Why Big Tech Wants to Make AI Cost Nothing
๐ Abstract
The article discusses Meta's open-sourcing and release of the Llama 3.1 large language model (LLM), which is competitive with OpenAI's ChatGPT and Anthropic's Claude. It explores the potential reasons behind Meta's decision to make Llama 3.1 freely available, including the "commoditize your complement" business strategy, the challenges of training large language models, and the potential impact on smaller AI startups.
๐ Q&A
[01] Meta's Release of Llama 3.1
1. What are the key reasons behind Meta's decision to open-source and release Llama 3.1 for free?
- The article suggests that Meta may be employing the "commoditize your complement" business strategy, where making the LLM freely available can increase demand for complementary products and services, such as cloud computing and GPU hardware.

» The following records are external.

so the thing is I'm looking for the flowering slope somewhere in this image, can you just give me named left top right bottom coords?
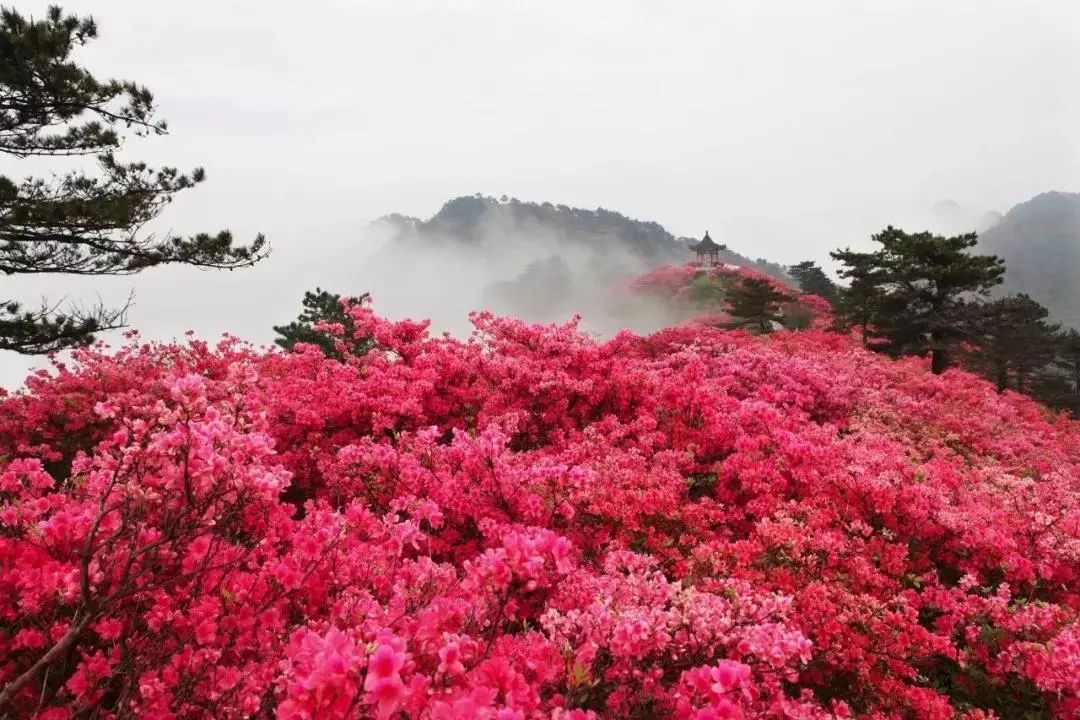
left=0, top=300, right=1078, bottom=719
left=630, top=263, right=832, bottom=330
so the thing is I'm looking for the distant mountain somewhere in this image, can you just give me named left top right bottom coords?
left=930, top=199, right=966, bottom=232
left=926, top=199, right=1003, bottom=236
left=977, top=211, right=1003, bottom=233
left=377, top=194, right=791, bottom=281
left=977, top=191, right=1080, bottom=328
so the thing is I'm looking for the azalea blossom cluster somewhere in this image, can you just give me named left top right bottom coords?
left=1, top=274, right=1078, bottom=718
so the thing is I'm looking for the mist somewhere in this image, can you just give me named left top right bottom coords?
left=359, top=205, right=682, bottom=339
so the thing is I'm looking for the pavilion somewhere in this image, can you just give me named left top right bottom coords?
left=690, top=231, right=725, bottom=265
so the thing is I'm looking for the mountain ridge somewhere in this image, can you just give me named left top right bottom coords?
left=374, top=194, right=791, bottom=281
left=977, top=190, right=1080, bottom=328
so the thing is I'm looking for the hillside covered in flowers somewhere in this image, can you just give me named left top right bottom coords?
left=1, top=273, right=1079, bottom=719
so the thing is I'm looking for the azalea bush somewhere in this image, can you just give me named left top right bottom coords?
left=1, top=275, right=1078, bottom=718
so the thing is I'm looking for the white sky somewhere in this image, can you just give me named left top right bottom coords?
left=2, top=0, right=1079, bottom=385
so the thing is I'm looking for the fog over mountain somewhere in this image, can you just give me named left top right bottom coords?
left=924, top=200, right=1004, bottom=237
left=977, top=192, right=1080, bottom=328
left=356, top=195, right=791, bottom=335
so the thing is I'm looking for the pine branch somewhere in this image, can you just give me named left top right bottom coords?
left=0, top=293, right=129, bottom=353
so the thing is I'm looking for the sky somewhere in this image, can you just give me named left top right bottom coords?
left=2, top=0, right=1079, bottom=385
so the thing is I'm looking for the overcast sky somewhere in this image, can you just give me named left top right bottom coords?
left=2, top=0, right=1079, bottom=385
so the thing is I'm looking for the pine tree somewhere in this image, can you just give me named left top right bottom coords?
left=0, top=6, right=266, bottom=353
left=787, top=261, right=838, bottom=304
left=273, top=288, right=372, bottom=361
left=1055, top=329, right=1080, bottom=400
left=961, top=294, right=1060, bottom=393
left=832, top=227, right=1005, bottom=373
left=829, top=251, right=883, bottom=345
left=724, top=276, right=791, bottom=334
left=1036, top=329, right=1080, bottom=414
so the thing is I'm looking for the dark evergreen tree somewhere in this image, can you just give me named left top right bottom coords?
left=1055, top=330, right=1080, bottom=397
left=830, top=250, right=884, bottom=345
left=1035, top=329, right=1080, bottom=415
left=724, top=276, right=791, bottom=334
left=961, top=295, right=1060, bottom=393
left=787, top=260, right=838, bottom=303
left=831, top=227, right=1005, bottom=373
left=0, top=6, right=266, bottom=353
left=273, top=289, right=372, bottom=361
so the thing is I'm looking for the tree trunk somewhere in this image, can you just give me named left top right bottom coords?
left=930, top=347, right=950, bottom=375
left=0, top=614, right=92, bottom=710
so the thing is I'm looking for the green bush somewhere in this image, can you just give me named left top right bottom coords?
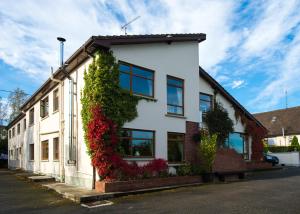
left=263, top=141, right=269, bottom=153
left=268, top=146, right=295, bottom=153
left=198, top=133, right=218, bottom=173
left=290, top=136, right=300, bottom=151
left=177, top=164, right=192, bottom=176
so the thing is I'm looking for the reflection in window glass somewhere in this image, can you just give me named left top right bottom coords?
left=119, top=62, right=154, bottom=97
left=167, top=76, right=184, bottom=115
left=120, top=129, right=154, bottom=157
left=226, top=133, right=244, bottom=154
left=168, top=133, right=184, bottom=162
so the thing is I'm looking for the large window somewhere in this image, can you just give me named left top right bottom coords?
left=200, top=93, right=213, bottom=113
left=8, top=130, right=11, bottom=139
left=29, top=144, right=34, bottom=161
left=40, top=97, right=49, bottom=118
left=167, top=76, right=184, bottom=115
left=53, top=137, right=59, bottom=160
left=29, top=108, right=34, bottom=125
left=41, top=140, right=49, bottom=161
left=120, top=129, right=154, bottom=158
left=12, top=127, right=15, bottom=137
left=53, top=89, right=59, bottom=112
left=119, top=62, right=154, bottom=97
left=168, top=133, right=185, bottom=163
left=23, top=119, right=26, bottom=131
left=226, top=133, right=248, bottom=159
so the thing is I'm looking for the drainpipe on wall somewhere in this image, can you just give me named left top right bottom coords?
left=50, top=67, right=65, bottom=182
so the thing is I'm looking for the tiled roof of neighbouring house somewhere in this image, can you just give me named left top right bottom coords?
left=254, top=106, right=300, bottom=137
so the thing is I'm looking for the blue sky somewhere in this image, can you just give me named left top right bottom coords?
left=0, top=0, right=300, bottom=113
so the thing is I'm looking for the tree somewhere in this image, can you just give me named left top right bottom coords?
left=0, top=97, right=8, bottom=125
left=290, top=136, right=300, bottom=151
left=204, top=102, right=234, bottom=147
left=8, top=88, right=27, bottom=122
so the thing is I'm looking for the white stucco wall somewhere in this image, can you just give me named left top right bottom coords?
left=271, top=152, right=300, bottom=166
left=267, top=135, right=300, bottom=147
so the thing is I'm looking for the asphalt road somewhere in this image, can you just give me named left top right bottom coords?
left=1, top=167, right=300, bottom=214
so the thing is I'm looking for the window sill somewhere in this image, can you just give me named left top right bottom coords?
left=53, top=160, right=59, bottom=162
left=41, top=160, right=49, bottom=162
left=29, top=160, right=34, bottom=162
left=168, top=163, right=185, bottom=167
left=52, top=110, right=59, bottom=115
left=41, top=115, right=49, bottom=121
left=133, top=94, right=157, bottom=102
left=123, top=157, right=154, bottom=161
left=165, top=114, right=186, bottom=119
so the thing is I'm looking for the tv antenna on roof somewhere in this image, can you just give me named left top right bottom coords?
left=121, top=16, right=141, bottom=35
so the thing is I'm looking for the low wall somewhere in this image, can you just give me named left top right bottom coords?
left=271, top=152, right=300, bottom=166
left=96, top=176, right=202, bottom=193
left=213, top=148, right=247, bottom=172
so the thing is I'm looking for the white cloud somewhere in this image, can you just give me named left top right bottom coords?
left=231, top=80, right=245, bottom=89
left=0, top=0, right=239, bottom=82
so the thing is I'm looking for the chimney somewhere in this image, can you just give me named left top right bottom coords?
left=57, top=37, right=66, bottom=67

- Another potential reason is to increase user-generated content on Meta's platforms, as users will have the ability to create AI-generated content and fine-tune pre-trained models.
- The article also suggests that Meta may not see value in having a second-place general-purpose LLM, particularly if users do not trust the company enough to rely on it for subscription-based API access.
2. What are the technical challenges involved in training large language models like Llama 3.1?
- According to the article, training Llama 3.1 on 16,000 H100 GPUs took 54 days, and Meta is expected to have the equivalent of 600,000 H100 GPUs by the end of 2024.
- This massive infrastructure allows Meta to potentially train 75 GPT-4 scale models every 90 days or about 300 such models every year, dwarfing the capabilities of smaller AI companies.
[02] Impact on the AI Ecosystem
1. How might the open-sourcing of large language models like Llama 3.1 impact smaller AI startups?
- The article suggests that the "big losers" in the commoditization of LLMs may be the current "hot and disruptive AI startups" like OpenAI, Anthropic, Character.ai, Cohere, and Mistral, as the largest tech companies start giving away their main product for free.
- This could lead to a "reckoning" for these smaller companies, as they may struggle to compete with the scale and resources of the tech giants.
2. What are the potential implications for the path towards artificial general intelligence (AGI) or artificial superintelligence (ASI)?
- The article raises the question of whether the current path of scaling ever larger multimodal transformer models will ultimately lead to AGI or ASI.
- It suggests that if the smaller companies have some modeling or R&D edge that doesn't simply involve having a massive number of GPUs, they may still have a chance to outflank the megacorps in the race towards more capable models and avenues of research.
3. How does the current AI infrastructure buildout compare to the dotcom bubble and Web 2.0 era?
- The article draws a parallel between the current AI infrastructure buildout and the infrastructure buildout that preceded the dotcom bubble and enabled the rise of Web 2.0 companies.
- It suggests that the current AI infrastructure buildout may enable breakthroughs in other areas, such as robotics, autonomous vehicles, and drug development, similar to how the earlier infrastructure buildout enabled cloud computing and streaming video.